This case hinged on the date when notice of termination of employment began to run. This was important because, if the Claimant's employment terminated by reason of redundancy on or after her 50th birthday on 20 July 2011, she would be entitled to claim a non-actuarially reduced early retirement pension. If it terminated before that date, she would not.
On 20 April 2011, the Trust issued written notice of termination of her employment on the ground of redundancy giving 12 weeks contractual notice but, as the Claimant was on holiday, she did not read it until 27 April. She claimed that the 12 weeks notice expired on 20 July, her 50th birthday, and accordingly that she was entitled to the early retirement pension. The Trust claimed that notice was given before 27 April and therefore she was not entitled to the early retirement pension.

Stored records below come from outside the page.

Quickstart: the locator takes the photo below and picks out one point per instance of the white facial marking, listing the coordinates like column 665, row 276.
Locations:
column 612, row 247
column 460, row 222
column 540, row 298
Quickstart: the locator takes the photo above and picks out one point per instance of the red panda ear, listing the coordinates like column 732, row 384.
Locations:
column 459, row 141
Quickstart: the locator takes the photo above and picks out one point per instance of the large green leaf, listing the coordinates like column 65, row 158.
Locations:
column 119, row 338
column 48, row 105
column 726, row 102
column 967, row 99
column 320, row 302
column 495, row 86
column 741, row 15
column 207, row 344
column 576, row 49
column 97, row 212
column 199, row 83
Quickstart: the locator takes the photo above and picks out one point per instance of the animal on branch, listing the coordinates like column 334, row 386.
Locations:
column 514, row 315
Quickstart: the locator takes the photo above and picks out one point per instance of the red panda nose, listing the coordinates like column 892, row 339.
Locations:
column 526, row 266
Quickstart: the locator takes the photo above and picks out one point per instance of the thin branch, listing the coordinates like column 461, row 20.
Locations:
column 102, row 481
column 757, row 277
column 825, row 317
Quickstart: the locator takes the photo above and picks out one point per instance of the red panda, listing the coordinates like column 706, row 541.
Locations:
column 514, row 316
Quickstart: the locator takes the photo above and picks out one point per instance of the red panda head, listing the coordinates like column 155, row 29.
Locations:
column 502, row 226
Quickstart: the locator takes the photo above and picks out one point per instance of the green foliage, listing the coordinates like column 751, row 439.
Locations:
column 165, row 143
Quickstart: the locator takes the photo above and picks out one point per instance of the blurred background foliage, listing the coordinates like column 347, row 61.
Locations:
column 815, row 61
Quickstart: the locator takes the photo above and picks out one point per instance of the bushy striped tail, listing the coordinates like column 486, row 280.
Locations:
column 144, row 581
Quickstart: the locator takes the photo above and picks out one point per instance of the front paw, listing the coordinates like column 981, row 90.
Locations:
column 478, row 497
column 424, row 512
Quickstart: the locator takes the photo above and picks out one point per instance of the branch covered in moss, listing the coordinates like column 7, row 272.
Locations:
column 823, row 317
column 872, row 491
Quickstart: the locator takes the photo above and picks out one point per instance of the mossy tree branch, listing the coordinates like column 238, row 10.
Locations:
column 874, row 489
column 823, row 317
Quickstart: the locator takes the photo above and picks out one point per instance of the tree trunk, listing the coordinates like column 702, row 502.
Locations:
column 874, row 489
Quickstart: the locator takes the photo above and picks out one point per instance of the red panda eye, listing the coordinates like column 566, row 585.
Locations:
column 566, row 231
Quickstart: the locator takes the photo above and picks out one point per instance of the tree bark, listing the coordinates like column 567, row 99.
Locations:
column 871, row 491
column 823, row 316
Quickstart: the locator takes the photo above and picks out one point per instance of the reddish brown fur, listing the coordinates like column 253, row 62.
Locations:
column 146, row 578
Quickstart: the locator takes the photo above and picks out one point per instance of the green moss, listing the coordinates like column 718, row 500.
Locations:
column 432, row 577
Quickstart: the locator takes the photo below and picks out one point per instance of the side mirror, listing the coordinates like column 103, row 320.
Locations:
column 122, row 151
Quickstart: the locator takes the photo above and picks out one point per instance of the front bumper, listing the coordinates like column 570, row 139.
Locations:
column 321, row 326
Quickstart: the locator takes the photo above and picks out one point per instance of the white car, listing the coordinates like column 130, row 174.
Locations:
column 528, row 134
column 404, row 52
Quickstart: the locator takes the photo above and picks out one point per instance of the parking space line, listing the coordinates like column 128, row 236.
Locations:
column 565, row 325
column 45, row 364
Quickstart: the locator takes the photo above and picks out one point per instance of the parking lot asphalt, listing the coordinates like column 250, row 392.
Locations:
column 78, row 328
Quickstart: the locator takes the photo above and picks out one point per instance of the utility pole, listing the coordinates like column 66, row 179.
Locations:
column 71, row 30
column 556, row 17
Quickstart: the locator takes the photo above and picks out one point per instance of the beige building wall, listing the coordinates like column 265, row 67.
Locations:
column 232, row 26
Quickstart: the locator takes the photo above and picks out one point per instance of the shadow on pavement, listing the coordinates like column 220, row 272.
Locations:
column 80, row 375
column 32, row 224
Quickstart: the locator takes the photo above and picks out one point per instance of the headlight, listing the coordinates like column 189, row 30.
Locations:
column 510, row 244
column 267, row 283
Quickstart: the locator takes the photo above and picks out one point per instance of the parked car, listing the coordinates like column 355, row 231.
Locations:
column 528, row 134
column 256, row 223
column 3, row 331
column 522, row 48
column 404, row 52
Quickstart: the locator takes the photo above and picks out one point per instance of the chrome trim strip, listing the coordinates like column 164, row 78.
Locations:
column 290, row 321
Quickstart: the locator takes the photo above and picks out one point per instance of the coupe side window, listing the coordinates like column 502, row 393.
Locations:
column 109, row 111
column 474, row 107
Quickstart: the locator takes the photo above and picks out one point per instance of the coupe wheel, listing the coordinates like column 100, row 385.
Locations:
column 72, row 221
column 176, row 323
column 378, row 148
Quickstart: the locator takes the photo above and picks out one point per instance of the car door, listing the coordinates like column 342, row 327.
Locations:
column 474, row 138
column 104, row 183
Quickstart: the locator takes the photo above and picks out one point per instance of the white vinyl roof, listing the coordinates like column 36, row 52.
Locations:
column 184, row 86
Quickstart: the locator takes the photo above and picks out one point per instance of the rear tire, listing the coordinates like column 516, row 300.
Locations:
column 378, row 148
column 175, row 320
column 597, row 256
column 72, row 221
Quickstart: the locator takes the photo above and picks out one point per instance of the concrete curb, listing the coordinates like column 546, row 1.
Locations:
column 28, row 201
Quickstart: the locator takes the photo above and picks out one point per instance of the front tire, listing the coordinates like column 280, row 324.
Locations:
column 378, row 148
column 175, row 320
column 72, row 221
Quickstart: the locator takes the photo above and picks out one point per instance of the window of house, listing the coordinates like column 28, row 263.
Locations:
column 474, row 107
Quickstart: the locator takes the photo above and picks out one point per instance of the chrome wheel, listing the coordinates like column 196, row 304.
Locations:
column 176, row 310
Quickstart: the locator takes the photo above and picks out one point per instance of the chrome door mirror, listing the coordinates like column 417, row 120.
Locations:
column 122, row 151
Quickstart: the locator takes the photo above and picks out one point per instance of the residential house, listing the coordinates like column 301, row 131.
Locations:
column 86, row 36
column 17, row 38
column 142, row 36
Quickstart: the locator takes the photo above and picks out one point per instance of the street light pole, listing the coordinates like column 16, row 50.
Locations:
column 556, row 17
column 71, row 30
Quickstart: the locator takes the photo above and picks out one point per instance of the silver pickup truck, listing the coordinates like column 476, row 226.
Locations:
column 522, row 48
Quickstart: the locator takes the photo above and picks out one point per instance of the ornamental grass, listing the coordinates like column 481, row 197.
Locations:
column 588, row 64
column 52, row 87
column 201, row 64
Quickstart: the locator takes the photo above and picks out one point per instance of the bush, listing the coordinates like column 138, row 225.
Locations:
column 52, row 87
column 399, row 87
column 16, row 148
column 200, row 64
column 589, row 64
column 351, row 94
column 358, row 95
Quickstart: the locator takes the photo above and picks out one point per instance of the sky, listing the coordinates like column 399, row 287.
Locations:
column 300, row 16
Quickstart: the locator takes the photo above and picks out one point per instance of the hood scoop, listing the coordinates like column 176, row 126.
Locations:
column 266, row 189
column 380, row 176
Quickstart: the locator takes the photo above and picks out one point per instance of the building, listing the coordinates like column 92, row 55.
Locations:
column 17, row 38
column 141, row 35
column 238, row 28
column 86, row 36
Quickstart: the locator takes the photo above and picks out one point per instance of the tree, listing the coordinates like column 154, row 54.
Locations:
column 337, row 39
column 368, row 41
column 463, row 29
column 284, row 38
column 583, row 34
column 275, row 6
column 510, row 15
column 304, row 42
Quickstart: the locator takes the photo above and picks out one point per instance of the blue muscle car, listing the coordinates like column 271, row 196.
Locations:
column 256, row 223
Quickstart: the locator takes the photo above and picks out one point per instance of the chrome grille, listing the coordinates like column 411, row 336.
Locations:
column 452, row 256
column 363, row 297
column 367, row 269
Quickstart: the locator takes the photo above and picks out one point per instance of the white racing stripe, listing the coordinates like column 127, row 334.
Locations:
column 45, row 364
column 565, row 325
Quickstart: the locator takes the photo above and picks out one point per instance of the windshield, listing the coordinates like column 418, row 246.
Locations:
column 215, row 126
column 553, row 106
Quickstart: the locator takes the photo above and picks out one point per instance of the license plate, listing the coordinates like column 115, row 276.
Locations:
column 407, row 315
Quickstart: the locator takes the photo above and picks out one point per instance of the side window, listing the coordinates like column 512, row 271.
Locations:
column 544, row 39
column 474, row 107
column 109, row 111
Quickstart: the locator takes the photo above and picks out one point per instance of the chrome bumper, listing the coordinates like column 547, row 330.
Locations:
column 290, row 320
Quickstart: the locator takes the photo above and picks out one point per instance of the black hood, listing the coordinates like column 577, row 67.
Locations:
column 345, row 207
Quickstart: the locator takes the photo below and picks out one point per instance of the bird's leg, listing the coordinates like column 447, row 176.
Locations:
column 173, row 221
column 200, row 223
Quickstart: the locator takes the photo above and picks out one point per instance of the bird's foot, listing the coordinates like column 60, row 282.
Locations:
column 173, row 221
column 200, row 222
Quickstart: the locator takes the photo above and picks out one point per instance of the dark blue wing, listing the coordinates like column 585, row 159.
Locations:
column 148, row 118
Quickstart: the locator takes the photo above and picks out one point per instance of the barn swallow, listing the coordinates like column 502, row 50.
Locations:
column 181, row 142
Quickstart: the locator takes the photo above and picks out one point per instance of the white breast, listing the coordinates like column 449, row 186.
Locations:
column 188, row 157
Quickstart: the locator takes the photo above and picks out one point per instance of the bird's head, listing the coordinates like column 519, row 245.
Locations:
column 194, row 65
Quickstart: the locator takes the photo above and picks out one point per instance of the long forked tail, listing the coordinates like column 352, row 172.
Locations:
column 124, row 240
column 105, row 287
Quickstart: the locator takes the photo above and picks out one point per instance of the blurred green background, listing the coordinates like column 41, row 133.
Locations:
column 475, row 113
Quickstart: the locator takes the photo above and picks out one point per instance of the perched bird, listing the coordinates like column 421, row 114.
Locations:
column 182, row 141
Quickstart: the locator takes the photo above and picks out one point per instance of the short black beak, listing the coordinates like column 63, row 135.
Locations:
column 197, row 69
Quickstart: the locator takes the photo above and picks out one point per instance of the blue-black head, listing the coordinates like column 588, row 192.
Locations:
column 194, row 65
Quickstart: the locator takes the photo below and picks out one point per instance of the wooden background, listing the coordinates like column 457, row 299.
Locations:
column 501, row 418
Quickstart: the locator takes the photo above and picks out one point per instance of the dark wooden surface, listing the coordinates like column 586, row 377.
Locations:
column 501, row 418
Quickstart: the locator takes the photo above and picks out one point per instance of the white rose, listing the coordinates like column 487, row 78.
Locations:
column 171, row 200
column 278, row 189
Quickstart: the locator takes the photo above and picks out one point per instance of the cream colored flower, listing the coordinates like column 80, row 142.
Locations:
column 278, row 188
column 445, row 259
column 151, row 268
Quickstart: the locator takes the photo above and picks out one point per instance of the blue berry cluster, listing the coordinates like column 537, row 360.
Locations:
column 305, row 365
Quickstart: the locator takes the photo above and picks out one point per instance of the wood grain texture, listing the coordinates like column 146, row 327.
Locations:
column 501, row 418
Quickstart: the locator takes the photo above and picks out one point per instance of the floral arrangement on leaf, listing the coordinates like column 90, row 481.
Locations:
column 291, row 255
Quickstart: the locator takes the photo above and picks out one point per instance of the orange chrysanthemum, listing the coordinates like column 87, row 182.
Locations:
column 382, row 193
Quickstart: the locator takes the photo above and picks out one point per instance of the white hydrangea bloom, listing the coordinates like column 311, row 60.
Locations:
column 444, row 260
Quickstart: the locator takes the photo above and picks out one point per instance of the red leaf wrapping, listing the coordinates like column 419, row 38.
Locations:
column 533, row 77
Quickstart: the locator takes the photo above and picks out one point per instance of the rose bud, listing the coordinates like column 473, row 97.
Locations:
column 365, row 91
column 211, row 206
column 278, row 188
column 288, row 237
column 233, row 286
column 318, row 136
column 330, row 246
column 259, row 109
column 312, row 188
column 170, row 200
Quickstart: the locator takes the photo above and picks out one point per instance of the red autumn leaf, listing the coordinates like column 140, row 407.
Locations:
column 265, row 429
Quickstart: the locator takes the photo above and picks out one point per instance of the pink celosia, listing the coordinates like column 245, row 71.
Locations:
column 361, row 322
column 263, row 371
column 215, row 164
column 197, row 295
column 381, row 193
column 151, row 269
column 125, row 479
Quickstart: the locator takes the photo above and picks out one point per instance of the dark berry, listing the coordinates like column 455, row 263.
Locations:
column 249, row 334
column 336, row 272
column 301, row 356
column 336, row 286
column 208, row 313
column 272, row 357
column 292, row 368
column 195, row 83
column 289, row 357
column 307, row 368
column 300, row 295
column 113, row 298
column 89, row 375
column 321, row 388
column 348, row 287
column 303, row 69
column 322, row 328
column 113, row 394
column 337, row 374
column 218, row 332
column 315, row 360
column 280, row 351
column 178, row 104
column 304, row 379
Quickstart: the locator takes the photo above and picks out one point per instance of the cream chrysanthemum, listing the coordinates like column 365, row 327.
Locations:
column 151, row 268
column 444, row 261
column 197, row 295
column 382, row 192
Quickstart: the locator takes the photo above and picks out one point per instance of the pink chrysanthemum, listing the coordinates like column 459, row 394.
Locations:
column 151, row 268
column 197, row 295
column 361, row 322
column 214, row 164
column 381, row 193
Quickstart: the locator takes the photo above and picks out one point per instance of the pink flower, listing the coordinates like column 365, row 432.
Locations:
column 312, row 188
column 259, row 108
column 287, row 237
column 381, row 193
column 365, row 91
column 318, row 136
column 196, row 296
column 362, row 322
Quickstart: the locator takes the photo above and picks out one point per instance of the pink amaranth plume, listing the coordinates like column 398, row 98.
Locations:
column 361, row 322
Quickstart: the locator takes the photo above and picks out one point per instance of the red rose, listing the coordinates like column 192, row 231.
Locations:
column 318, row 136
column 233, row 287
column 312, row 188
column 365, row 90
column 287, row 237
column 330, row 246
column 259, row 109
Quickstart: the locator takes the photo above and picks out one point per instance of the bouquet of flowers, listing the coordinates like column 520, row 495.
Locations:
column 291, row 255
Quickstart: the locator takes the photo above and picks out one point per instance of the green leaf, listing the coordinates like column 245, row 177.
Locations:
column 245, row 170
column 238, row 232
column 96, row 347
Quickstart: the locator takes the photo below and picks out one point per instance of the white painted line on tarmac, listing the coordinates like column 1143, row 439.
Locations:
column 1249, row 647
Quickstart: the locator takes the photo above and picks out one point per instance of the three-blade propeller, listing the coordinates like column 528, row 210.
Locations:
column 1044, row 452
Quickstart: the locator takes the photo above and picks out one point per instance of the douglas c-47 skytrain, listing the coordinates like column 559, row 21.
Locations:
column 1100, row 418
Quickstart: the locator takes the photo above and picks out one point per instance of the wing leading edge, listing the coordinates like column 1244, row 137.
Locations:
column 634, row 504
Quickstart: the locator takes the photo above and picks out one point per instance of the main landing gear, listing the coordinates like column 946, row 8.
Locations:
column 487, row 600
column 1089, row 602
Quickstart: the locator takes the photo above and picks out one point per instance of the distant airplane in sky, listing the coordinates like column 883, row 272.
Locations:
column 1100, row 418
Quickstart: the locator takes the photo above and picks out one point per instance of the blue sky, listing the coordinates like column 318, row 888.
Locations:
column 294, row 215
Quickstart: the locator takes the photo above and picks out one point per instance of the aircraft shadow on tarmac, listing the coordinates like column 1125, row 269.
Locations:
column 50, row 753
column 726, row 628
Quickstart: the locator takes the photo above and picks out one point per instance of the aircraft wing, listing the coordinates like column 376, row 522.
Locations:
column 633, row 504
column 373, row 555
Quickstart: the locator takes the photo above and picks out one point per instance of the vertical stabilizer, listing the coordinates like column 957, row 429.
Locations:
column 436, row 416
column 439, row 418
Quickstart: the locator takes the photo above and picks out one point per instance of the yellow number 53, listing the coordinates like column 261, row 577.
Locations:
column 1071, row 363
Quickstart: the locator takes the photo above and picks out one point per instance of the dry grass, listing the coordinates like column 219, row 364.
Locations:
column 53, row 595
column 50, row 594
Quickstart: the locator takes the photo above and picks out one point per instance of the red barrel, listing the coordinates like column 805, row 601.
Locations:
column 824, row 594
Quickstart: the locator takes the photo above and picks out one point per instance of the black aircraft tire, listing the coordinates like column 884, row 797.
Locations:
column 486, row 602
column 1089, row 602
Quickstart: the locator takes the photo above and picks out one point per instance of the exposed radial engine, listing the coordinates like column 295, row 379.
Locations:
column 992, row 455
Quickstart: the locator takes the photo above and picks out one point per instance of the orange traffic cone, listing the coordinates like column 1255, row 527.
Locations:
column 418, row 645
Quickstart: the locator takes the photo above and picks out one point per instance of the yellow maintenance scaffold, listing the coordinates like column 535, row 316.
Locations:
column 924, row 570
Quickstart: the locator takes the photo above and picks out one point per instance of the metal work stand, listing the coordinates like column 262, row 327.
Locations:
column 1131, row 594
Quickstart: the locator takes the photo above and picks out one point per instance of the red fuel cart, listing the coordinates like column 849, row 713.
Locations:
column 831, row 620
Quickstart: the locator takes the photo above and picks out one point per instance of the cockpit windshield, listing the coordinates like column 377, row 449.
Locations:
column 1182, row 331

The issue before the court was:
If an employee is dismissed on written notice posted to his home address, when does the notice period begin to run? Is it when the letter would have been delivered in the ordinary course of post? Or when it was in fact delivered to that address? Or when the letter comes to the attention of the employee and he has either read it or had a reasonable opportunity of doing so?
The Supreme Court ruled in favour of the Claimant by a majority of 3 to 2 and said the third option was correct. The EAT has been consistent in its approach to notices given to employers since 1980. The EAT is an expert tribunal which must be taken to be familiar with employment practices, as well as the general merits in employment cases.